Même si vous ne connaissiez pas le terme, je suis sûre qu’en lisant “vol en V”, vous visualisez. Certains oiseaux migrateurs – comme les oies, les grues, les cormorans ou encore les canards – ont adopté cette technique de vol un peu particulière qui cumule les avantages : gain d’énergie, coordination optimale et meilleure surveillance des prédateurs. La clé ? Son système de rotation.

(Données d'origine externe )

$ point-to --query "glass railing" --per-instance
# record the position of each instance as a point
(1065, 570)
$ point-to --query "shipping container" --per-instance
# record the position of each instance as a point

Celui qui est à la tête ne va jamais y rester tout le temps, Quand il commence à frôler la fatigue, il va faire un virage sur l'aile pour se retrouver en queue de peloton, et c'est le suivant qui va prendre la tête explique Paul Boulanger. Eh oui : l’oiseau en tête de file se prend toute la charge d’air, tandis que ceux derrière bénéficient “des tourbillons qui génèrent un courant ascendant, une portance”.

Un modèle d’organisation plutôt altruiste, me direz-vous. Mais parlons peu, parlons efficacité : quel retour sur investissement ? “On pense que, dans ce type de formation, les animaux économisent entre 10 et 15% de leur effort et qu’ils peuvent augmenter de 70% leur durée de vol rapporte le consultant. Là, je sens que j’ai capté votre attention.

En effet, l’entreprise a beaucoup à apprendre de ce déplacement optimisé, et surtout sur le principe général d’alternance de leadership et de gestion de la charge mentale. Mais pour s’en inspirer, il faut bien saisir le sens précis du “leadership” ici : “Le problème, c'est que souvent, dans les organisations humaines, quand on prend le lead, c'est qu'on a pris un poste. Souvent, on voit le chef, ce n'est pas ça. Le leadership, c'est quelqu'un qui a pris la responsabilité pointe Paul Boulanger.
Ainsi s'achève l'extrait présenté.